Now, you have to picture what struck the eyes of the man considered by many to be one of our greatest (at that time) living playwrights. As the door slid open he beheld this short blonde juvenile (a technical term for an actor well into his 20s still playing teenagers) standing beside a very thin and very tall young man with a mop of long brown hair, bent over double and moaning miserably. Before Tennessee stepped onto the elevator I noticed a very slight hesitation and raising of the eyebrows.
He pressed the button for his floor — one floor below Dennis’s. This meant we were in for a long ride. As the doors closed and the elevator took off again, Dennis moaned deeply. But this was New York, and Tennessee was a Southern Gentleman, so neither he nor I said anything. The elevator was not a fast elevator. Moments passed as Tennessee and I studiously examined different portions of the wall and ceiling, and Dennis’s moans subsided somewhat.

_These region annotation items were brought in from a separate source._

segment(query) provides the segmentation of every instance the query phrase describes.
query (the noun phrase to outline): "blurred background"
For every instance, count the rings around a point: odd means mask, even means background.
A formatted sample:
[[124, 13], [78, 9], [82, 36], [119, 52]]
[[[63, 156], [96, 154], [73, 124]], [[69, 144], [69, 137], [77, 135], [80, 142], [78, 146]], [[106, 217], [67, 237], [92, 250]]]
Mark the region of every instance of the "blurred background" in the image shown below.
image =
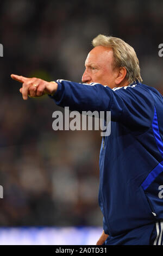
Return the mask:
[[100, 131], [53, 131], [61, 108], [48, 96], [23, 101], [10, 74], [81, 82], [91, 41], [104, 34], [134, 48], [143, 83], [162, 93], [162, 27], [161, 0], [1, 1], [0, 241], [10, 227], [102, 230]]

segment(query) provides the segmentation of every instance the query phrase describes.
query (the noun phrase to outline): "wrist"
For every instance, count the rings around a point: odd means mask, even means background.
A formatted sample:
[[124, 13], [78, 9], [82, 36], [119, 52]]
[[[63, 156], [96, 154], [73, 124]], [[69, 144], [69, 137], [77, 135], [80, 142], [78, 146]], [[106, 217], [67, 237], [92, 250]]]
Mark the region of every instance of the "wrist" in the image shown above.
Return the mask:
[[55, 87], [54, 88], [54, 89], [53, 90], [53, 91], [52, 92], [52, 93], [51, 93], [51, 96], [53, 96], [54, 94], [55, 94], [55, 93], [56, 93], [57, 92], [57, 88], [58, 88], [58, 83], [56, 83], [56, 82], [55, 81], [51, 81], [50, 83], [53, 83], [55, 86]]

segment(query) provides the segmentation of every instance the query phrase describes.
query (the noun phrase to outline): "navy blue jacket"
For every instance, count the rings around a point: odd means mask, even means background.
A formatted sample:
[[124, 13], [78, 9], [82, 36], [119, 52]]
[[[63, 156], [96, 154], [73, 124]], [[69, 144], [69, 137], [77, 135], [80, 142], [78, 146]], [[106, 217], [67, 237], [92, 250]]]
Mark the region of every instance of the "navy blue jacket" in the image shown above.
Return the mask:
[[99, 204], [106, 234], [115, 236], [163, 218], [163, 100], [138, 82], [113, 89], [58, 80], [53, 98], [71, 110], [111, 111], [102, 138]]

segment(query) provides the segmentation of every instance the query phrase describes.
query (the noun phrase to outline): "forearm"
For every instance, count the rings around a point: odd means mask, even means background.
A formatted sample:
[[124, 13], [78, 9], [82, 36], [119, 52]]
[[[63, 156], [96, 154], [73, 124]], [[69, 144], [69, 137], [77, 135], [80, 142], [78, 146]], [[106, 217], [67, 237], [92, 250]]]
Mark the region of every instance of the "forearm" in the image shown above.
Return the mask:
[[112, 97], [110, 88], [100, 84], [91, 86], [64, 80], [57, 83], [57, 92], [51, 96], [57, 105], [79, 112], [109, 110]]

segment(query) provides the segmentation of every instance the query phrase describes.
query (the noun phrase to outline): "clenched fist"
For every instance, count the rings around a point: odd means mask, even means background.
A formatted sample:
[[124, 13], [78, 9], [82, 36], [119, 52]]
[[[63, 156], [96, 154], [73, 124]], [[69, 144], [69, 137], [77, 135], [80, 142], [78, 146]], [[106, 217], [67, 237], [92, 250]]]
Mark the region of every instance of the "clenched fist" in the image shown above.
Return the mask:
[[55, 82], [47, 82], [36, 77], [28, 78], [17, 75], [11, 75], [11, 77], [22, 83], [20, 92], [23, 100], [30, 97], [40, 97], [45, 94], [54, 94], [57, 90], [58, 84]]

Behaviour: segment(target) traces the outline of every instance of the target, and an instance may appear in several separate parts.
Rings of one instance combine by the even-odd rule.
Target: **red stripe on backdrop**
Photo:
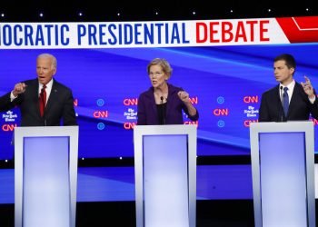
[[[318,42],[318,16],[276,18],[290,43]]]

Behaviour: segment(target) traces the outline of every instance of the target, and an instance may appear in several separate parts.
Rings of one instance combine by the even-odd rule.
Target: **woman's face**
[[[159,88],[166,84],[168,76],[160,65],[152,65],[149,68],[149,78],[154,88]]]

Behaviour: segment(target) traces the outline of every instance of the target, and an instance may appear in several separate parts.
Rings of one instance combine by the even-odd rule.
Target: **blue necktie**
[[[287,116],[288,106],[289,106],[289,97],[288,97],[287,90],[288,90],[288,87],[284,87],[283,94],[283,112],[285,113],[285,116]]]

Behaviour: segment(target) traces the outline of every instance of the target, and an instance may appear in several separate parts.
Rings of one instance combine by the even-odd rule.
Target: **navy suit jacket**
[[[198,111],[196,111],[194,116],[189,115],[186,106],[178,96],[179,91],[183,91],[183,89],[168,84],[165,124],[183,124],[183,110],[191,120],[196,121],[199,118]],[[154,95],[154,87],[149,88],[149,90],[139,95],[137,116],[137,124],[139,125],[159,124],[157,107]]]
[[[38,80],[27,80],[24,83],[26,84],[25,92],[13,102],[10,99],[11,92],[0,97],[0,112],[18,106],[21,112],[21,126],[77,125],[74,98],[69,88],[54,80],[44,117],[41,117]]]
[[[309,120],[310,114],[318,118],[318,100],[313,104],[308,99],[302,84],[296,83],[285,116],[280,97],[280,85],[272,88],[262,95],[259,110],[259,122],[285,122]]]

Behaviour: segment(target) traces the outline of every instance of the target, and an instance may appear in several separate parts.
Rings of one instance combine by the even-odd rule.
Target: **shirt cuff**
[[[313,98],[309,98],[309,101],[312,104],[313,104],[314,101],[316,100],[316,95],[313,96]]]

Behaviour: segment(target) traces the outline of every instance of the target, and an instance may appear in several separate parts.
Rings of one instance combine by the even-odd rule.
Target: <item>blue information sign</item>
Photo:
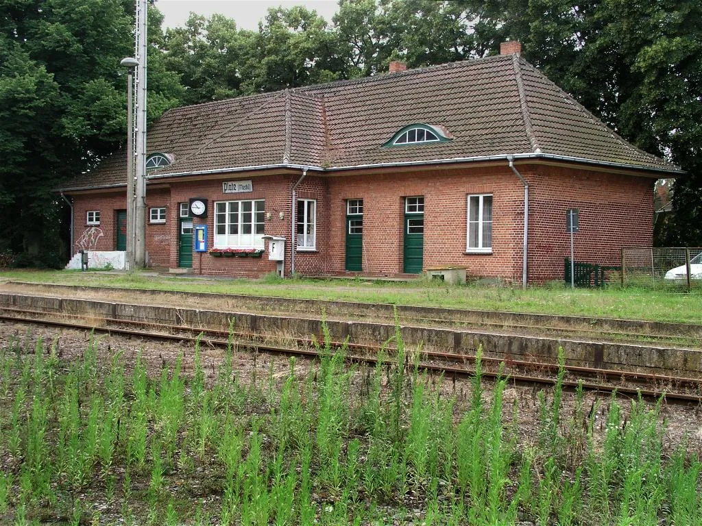
[[[195,225],[195,252],[207,252],[207,225]]]

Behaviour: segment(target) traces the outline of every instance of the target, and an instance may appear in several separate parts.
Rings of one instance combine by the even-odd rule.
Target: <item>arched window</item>
[[[146,160],[147,170],[162,168],[171,164],[171,159],[165,154],[152,154]]]
[[[446,142],[453,137],[445,129],[430,124],[411,124],[397,131],[383,146],[409,146],[425,142]]]

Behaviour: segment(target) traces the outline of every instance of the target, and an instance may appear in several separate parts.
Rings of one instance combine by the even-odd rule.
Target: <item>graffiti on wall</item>
[[[105,234],[102,229],[97,227],[91,227],[85,231],[78,238],[76,245],[81,250],[94,250],[98,246],[98,240]]]

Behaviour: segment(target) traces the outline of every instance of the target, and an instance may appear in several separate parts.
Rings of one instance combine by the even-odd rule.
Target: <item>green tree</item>
[[[666,245],[702,245],[702,4],[520,0],[507,13],[524,56],[633,144],[687,172]],[[506,8],[505,7],[505,8]],[[526,13],[518,20],[514,10]]]
[[[191,13],[185,27],[167,29],[164,59],[180,75],[183,101],[194,104],[241,95],[242,57],[252,40],[251,32],[238,30],[233,20],[218,14],[207,19]]]
[[[127,0],[0,4],[0,250],[37,254],[41,246],[58,262],[65,215],[51,190],[124,142],[119,65],[133,54],[133,11]],[[178,103],[180,86],[164,69],[157,46],[161,17],[152,11],[154,117]]]

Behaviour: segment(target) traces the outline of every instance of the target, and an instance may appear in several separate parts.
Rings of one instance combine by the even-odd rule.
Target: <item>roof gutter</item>
[[[251,172],[256,170],[279,170],[282,168],[289,168],[292,170],[303,170],[307,171],[312,170],[316,172],[324,172],[325,168],[321,166],[310,166],[303,164],[290,164],[289,163],[279,163],[277,164],[259,164],[253,166],[237,166],[229,168],[216,168],[215,170],[197,170],[194,172],[176,172],[174,173],[154,174],[147,175],[148,180],[154,179],[164,179],[166,177],[175,177],[182,175],[211,175],[220,173],[230,173],[232,172]]]
[[[292,202],[290,203],[290,275],[294,276],[295,274],[295,250],[297,248],[297,243],[296,242],[296,232],[295,232],[295,218],[297,217],[295,213],[295,205],[298,203],[297,202],[297,189],[300,186],[300,184],[303,182],[305,177],[307,177],[307,170],[310,169],[309,166],[303,166],[303,175],[300,176],[298,182],[293,185],[293,192],[292,192]]]
[[[429,159],[427,161],[402,161],[392,163],[376,163],[369,164],[357,164],[350,166],[335,166],[324,168],[323,166],[313,166],[302,164],[289,164],[286,163],[279,163],[277,164],[261,164],[251,166],[232,166],[226,168],[216,168],[214,170],[197,170],[192,172],[176,172],[173,173],[154,174],[147,175],[147,181],[156,180],[159,179],[166,179],[168,177],[176,177],[185,175],[211,175],[223,173],[235,173],[237,172],[251,172],[257,170],[303,170],[307,168],[308,170],[322,173],[341,172],[347,170],[359,170],[363,168],[395,168],[402,166],[426,166],[428,165],[442,165],[442,164],[456,164],[458,163],[480,163],[489,161],[509,161],[511,157],[514,161],[557,161],[569,163],[580,163],[581,164],[590,164],[597,166],[605,166],[607,168],[619,168],[624,170],[637,170],[644,172],[654,172],[665,173],[670,175],[682,175],[686,173],[682,170],[673,168],[653,168],[646,166],[641,166],[636,164],[626,164],[625,163],[610,163],[605,161],[595,161],[592,159],[585,159],[581,157],[571,157],[566,155],[556,155],[554,154],[504,154],[500,155],[484,155],[476,156],[473,157],[454,157],[449,159]],[[126,186],[124,183],[119,184],[105,184],[99,187],[74,187],[72,188],[55,189],[53,191],[69,191],[72,190],[91,190],[102,188],[117,188]]]
[[[507,156],[509,161],[510,169],[519,178],[524,187],[524,239],[522,242],[522,288],[526,288],[526,262],[529,257],[529,183],[524,176],[515,168],[514,159],[511,156]]]
[[[681,175],[684,173],[682,170],[674,170],[668,168],[653,168],[642,166],[636,164],[626,164],[624,163],[611,163],[606,161],[595,161],[593,159],[586,159],[581,157],[571,157],[565,155],[556,155],[554,154],[504,154],[500,155],[485,155],[476,156],[474,157],[454,157],[450,159],[430,159],[428,161],[405,161],[392,163],[376,163],[370,164],[359,164],[352,166],[338,166],[323,168],[325,172],[338,172],[344,170],[357,170],[359,168],[391,168],[395,166],[421,166],[431,164],[454,164],[456,163],[476,163],[486,162],[491,161],[509,161],[512,158],[515,161],[538,161],[552,160],[566,161],[570,163],[581,163],[583,164],[591,164],[600,166],[607,166],[608,168],[624,168],[629,170],[639,170],[647,172],[662,172],[664,173]]]

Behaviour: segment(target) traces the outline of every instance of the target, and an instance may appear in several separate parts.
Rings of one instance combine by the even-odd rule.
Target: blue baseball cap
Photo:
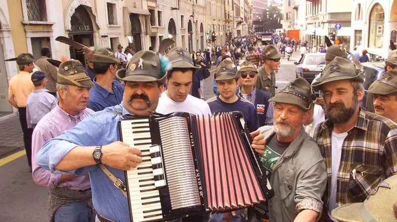
[[[33,82],[40,82],[47,77],[48,74],[41,71],[36,71],[32,74],[30,78]]]

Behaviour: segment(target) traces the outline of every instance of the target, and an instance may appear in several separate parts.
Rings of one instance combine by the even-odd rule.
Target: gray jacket
[[[273,126],[262,127],[259,131],[265,139],[275,133]],[[269,200],[270,221],[292,222],[305,209],[319,213],[320,218],[327,179],[320,149],[302,127],[280,157],[271,175],[270,182],[274,196]]]

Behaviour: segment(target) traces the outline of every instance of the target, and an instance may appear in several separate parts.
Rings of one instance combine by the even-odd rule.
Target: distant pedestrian
[[[34,91],[26,100],[26,123],[28,128],[34,129],[44,115],[57,106],[57,98],[45,89],[48,74],[37,71],[31,77]]]
[[[30,78],[30,73],[34,68],[33,62],[34,60],[27,53],[18,55],[16,64],[19,68],[19,73],[12,77],[8,83],[8,102],[18,109],[19,122],[23,132],[23,143],[31,172],[32,133],[33,130],[28,128],[26,122],[26,101],[29,95],[34,90],[34,86]]]
[[[369,58],[368,57],[368,55],[367,55],[367,54],[368,53],[368,51],[367,51],[367,49],[363,50],[362,53],[362,55],[360,56],[360,58],[358,59],[358,61],[359,61],[361,63],[369,62]]]

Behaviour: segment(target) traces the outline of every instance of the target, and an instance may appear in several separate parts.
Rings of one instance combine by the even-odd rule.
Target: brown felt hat
[[[168,59],[167,59],[168,61]],[[117,70],[117,78],[124,81],[165,82],[167,75],[162,73],[161,64],[156,53],[148,50],[136,52],[125,69]]]
[[[86,88],[94,87],[94,83],[91,81],[81,63],[71,59],[59,65],[57,83]]]
[[[245,60],[240,65],[240,70],[237,72],[241,75],[243,72],[253,72],[258,73],[258,70],[255,68],[255,66],[251,62]]]
[[[313,98],[310,84],[304,79],[299,77],[290,82],[282,91],[269,101],[296,105],[305,110],[309,110]]]
[[[332,216],[339,222],[392,222],[393,205],[397,204],[397,175],[381,182],[363,203],[346,204],[334,209]]]
[[[228,59],[224,60],[219,63],[216,67],[214,74],[214,80],[229,80],[240,78],[237,74],[237,67],[236,65]]]
[[[390,64],[393,65],[397,66],[397,49],[395,49],[389,52],[388,54],[388,59],[385,62],[386,65]]]
[[[265,60],[265,59],[271,60],[277,59],[282,57],[282,55],[278,53],[277,49],[271,44],[265,45],[262,50],[262,58]]]
[[[328,47],[326,53],[326,60],[332,60],[335,57],[347,58],[346,51],[343,47],[338,45],[332,45]]]
[[[320,74],[317,81],[312,83],[312,87],[320,89],[323,85],[337,80],[357,80],[364,81],[362,73],[357,73],[354,64],[349,60],[340,57],[336,57],[326,66]]]
[[[173,68],[192,69],[198,71],[201,68],[199,65],[195,65],[189,52],[181,47],[171,48],[167,56]]]
[[[368,92],[381,95],[397,94],[397,70],[389,70],[369,86]]]
[[[34,62],[36,60],[33,58],[33,56],[29,53],[21,53],[16,58],[16,64],[18,65],[27,65]]]
[[[92,62],[94,63],[120,64],[120,61],[116,58],[113,52],[105,47],[98,48],[95,50],[92,56]]]

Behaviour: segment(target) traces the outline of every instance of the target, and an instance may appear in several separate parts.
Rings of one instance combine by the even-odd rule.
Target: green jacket
[[[267,74],[266,73],[265,66],[262,66],[258,70],[258,80],[255,83],[255,88],[264,91],[265,91],[273,97],[276,93],[276,76],[274,71],[271,72],[270,78],[269,79]]]
[[[275,133],[273,126],[259,128],[268,139]],[[271,222],[293,222],[303,210],[323,211],[321,198],[327,184],[324,159],[316,142],[303,127],[276,163],[270,179],[274,196],[269,200]]]

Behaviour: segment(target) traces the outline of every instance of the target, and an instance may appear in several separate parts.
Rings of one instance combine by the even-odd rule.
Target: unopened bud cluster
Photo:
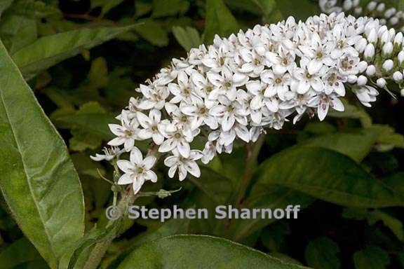
[[[398,11],[393,3],[398,1],[319,0],[321,11],[325,13],[344,12],[355,17],[368,16],[379,19],[381,25],[404,32],[404,12]]]
[[[330,109],[344,109],[341,98],[354,94],[366,106],[376,100],[375,87],[403,82],[403,34],[370,18],[322,14],[257,25],[213,45],[191,49],[174,59],[152,80],[140,85],[138,98],[109,127],[114,146],[97,160],[130,152],[117,160],[124,172],[119,184],[156,181],[152,167],[164,156],[168,176],[199,177],[196,163],[231,153],[235,139],[255,142],[266,128],[282,128],[305,114],[323,120]],[[196,137],[203,151],[192,149]],[[136,141],[152,142],[143,158]],[[122,148],[122,149],[121,149]],[[119,158],[119,157],[117,158]]]

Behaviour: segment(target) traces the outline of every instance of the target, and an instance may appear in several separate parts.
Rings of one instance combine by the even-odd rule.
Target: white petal
[[[125,173],[131,173],[132,169],[133,168],[133,165],[130,163],[130,161],[126,160],[119,160],[116,162],[116,165],[120,170],[123,171]]]
[[[118,179],[118,185],[126,185],[133,182],[133,179],[130,177],[129,174],[123,174],[119,179]]]
[[[157,159],[156,158],[155,156],[154,156],[152,155],[146,157],[144,158],[144,160],[143,160],[143,165],[144,165],[144,167],[146,169],[152,169],[152,167],[156,163],[156,160]]]
[[[168,152],[172,151],[174,148],[175,148],[177,146],[177,141],[170,139],[167,139],[165,142],[163,142],[163,144],[161,144],[160,145],[160,147],[159,148],[159,152]]]
[[[153,183],[157,182],[157,175],[152,170],[144,172],[144,179],[149,180]]]
[[[194,161],[190,161],[187,163],[187,170],[194,177],[201,177],[201,170]]]
[[[189,157],[189,151],[191,151],[191,149],[189,144],[185,141],[185,139],[182,139],[178,142],[177,149],[178,149],[180,154],[181,154],[184,158]]]

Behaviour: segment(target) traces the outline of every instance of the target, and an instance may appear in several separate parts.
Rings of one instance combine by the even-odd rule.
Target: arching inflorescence
[[[318,0],[321,11],[325,13],[344,12],[355,17],[372,17],[401,32],[404,31],[404,12],[398,11],[391,1],[372,0],[363,3],[361,0]]]
[[[257,25],[174,59],[136,90],[110,124],[112,146],[94,160],[119,160],[119,184],[137,193],[157,180],[152,167],[164,156],[168,175],[199,177],[197,160],[231,153],[236,139],[255,142],[266,128],[282,128],[305,114],[322,120],[344,109],[342,97],[356,95],[370,106],[391,81],[402,86],[403,36],[371,18],[322,14],[295,22]],[[198,137],[204,149],[191,149]],[[154,150],[143,158],[136,141],[149,139]]]

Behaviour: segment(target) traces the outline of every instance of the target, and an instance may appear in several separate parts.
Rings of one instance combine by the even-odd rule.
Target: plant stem
[[[236,206],[241,205],[243,202],[245,191],[250,184],[252,173],[257,167],[257,158],[258,158],[258,154],[260,153],[260,151],[261,150],[264,141],[265,135],[262,134],[258,138],[258,140],[257,140],[255,143],[247,144],[244,174],[243,174],[241,182],[240,185],[238,185],[238,188],[236,193],[236,195],[234,200],[234,205]]]
[[[130,204],[132,204],[137,198],[137,196],[134,195],[132,190],[129,188],[128,191],[127,191],[126,194],[122,197],[117,205],[121,209],[121,212],[123,212],[122,216],[120,219],[116,221],[109,221],[107,224],[106,228],[111,226],[114,224],[114,221],[123,221],[122,218],[124,218],[126,216],[128,206]],[[98,268],[102,258],[105,256],[108,247],[109,247],[112,241],[114,241],[114,240],[119,235],[119,228],[116,229],[116,233],[115,234],[105,240],[95,244],[95,246],[90,253],[88,259],[84,265],[84,269],[97,269]]]

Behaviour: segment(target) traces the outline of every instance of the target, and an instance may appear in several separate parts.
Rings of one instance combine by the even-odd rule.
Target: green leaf
[[[119,269],[246,268],[292,269],[262,252],[223,238],[206,235],[174,235],[148,242],[132,252]]]
[[[201,36],[195,28],[175,26],[173,27],[173,34],[177,41],[187,51],[198,48],[202,43]]]
[[[201,167],[201,178],[190,179],[192,183],[217,205],[226,202],[232,193],[231,182],[227,178],[204,166]]]
[[[237,20],[222,0],[207,0],[206,25],[203,38],[206,43],[212,43],[215,34],[227,37],[238,29]]]
[[[306,20],[313,14],[320,14],[321,11],[316,1],[276,0],[276,6],[285,18],[293,16],[296,21]]]
[[[123,0],[91,0],[91,8],[101,7],[101,15],[107,14],[108,11],[122,3]]]
[[[150,19],[140,20],[142,23],[135,27],[135,31],[143,39],[158,47],[168,45],[167,32],[160,25]]]
[[[0,251],[0,268],[11,269],[33,261],[43,261],[27,239],[22,237]]]
[[[0,3],[0,18],[3,12],[8,8],[14,0],[3,0]]]
[[[46,36],[13,54],[13,60],[24,77],[29,79],[83,50],[88,50],[133,29],[134,26],[82,28]]]
[[[16,1],[1,17],[0,37],[11,54],[36,39],[33,3],[33,0]]]
[[[354,263],[356,269],[385,269],[390,263],[390,258],[384,250],[371,246],[355,252]]]
[[[174,16],[184,14],[189,8],[189,2],[184,0],[154,0],[152,18]]]
[[[403,205],[404,200],[349,158],[323,148],[292,147],[259,167],[251,196],[272,185],[334,204],[372,208]]]
[[[243,207],[285,209],[290,205],[299,205],[300,209],[307,207],[314,201],[314,198],[292,190],[275,185],[267,185],[261,188],[261,191],[255,191],[243,202]],[[240,241],[269,224],[276,221],[276,219],[252,219],[232,220],[229,230],[235,241]]]
[[[66,146],[0,43],[0,188],[18,226],[51,268],[84,230]]]
[[[314,269],[338,269],[341,268],[339,251],[339,247],[331,239],[320,237],[309,242],[304,257],[307,264]]]
[[[346,219],[358,221],[367,219],[370,226],[380,221],[393,232],[398,240],[401,241],[404,240],[404,230],[403,229],[403,223],[401,221],[383,211],[369,211],[363,209],[344,208],[342,216]]]
[[[351,132],[337,132],[302,141],[307,146],[321,146],[346,155],[361,162],[373,149],[380,136],[380,131],[361,129]]]

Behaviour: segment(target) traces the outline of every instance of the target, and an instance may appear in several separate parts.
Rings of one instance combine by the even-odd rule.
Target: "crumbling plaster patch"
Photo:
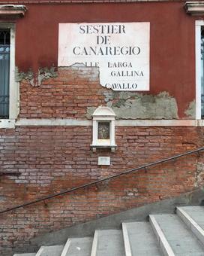
[[[188,108],[184,111],[187,117],[189,119],[196,119],[196,101],[190,102]]]
[[[197,162],[196,171],[195,173],[195,187],[200,187],[204,185],[204,163]]]
[[[28,70],[27,72],[20,72],[18,69],[16,69],[16,81],[20,82],[22,80],[28,80],[32,87],[39,87],[45,80],[51,78],[56,78],[57,72],[55,67],[40,68],[38,69],[37,75],[32,70]]]
[[[178,119],[175,98],[167,92],[148,95],[132,92],[106,91],[103,93],[106,105],[114,111],[117,119]],[[95,108],[87,108],[91,119]]]

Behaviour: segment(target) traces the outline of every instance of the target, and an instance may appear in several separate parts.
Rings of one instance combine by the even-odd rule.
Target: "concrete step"
[[[122,231],[95,230],[91,256],[124,256]]]
[[[125,256],[162,256],[148,222],[122,224]]]
[[[64,245],[41,246],[36,256],[61,256]]]
[[[20,253],[20,254],[15,254],[14,256],[35,256],[35,253]]]
[[[92,237],[68,239],[61,256],[90,256],[92,242]]]
[[[204,207],[177,207],[176,213],[204,245]]]
[[[149,218],[164,255],[204,255],[201,242],[176,215],[153,215]]]

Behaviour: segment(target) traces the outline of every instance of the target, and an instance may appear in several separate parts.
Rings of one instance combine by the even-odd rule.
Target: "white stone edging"
[[[149,215],[149,222],[157,236],[160,247],[164,254],[165,256],[176,256],[163,231],[161,230],[158,221],[156,221],[155,218],[152,215]]]
[[[132,256],[130,239],[126,223],[122,223],[122,233],[125,250],[125,256]]]
[[[91,256],[96,256],[97,247],[98,247],[98,230],[95,230],[94,236],[92,242],[92,253]]]
[[[196,238],[202,243],[202,245],[204,245],[203,229],[181,207],[176,207],[176,213],[177,215],[185,223],[185,224],[194,233]]]
[[[70,239],[68,239],[62,252],[61,256],[66,256],[70,245]]]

When I could bear the tension no more, I turned to Mr. Williams, and with what I now realize was an almost perfect Jack Benny delivery, shrugged, and said, “Spinal tap.” As if this was the most normal sort of thing to happen in midtown.
Tennessee raised his eyebrows and gave a knowing “a ha” look, though I detected a certain amount of suspicion and doubt in and around his eyes. I just kept nodding and smiling, perhaps a bit more now like Woody Allen than Jack Benny. And the seconds ticked by. Finally the elevator reached his floor and the doors slid open. Mr. Williams stepped through, turned, and said, with some very real kindness — you know, the kind reserved for strangers — and a knowing nod — though what he knew I know not — “I hope your friend feels better soon.”
The doors slid closed. And with a swift succession of lurches and moans we reached Dennis’s floor. As we got off the elevator and approached his apartment, Dennis the aspiring playwright asked, “Was that Tennessee Williams?” I could not tell a lie. And Dennis moaned the deepest moan he had moaned that day.
Dennis and Tennessee are both gone now; but I hope they have found a comfortable spot in a café off the Elysian Fields in the heavenly New Orleans, enjoying the recollection of the time their paths crossed in an elevator in Manhattan.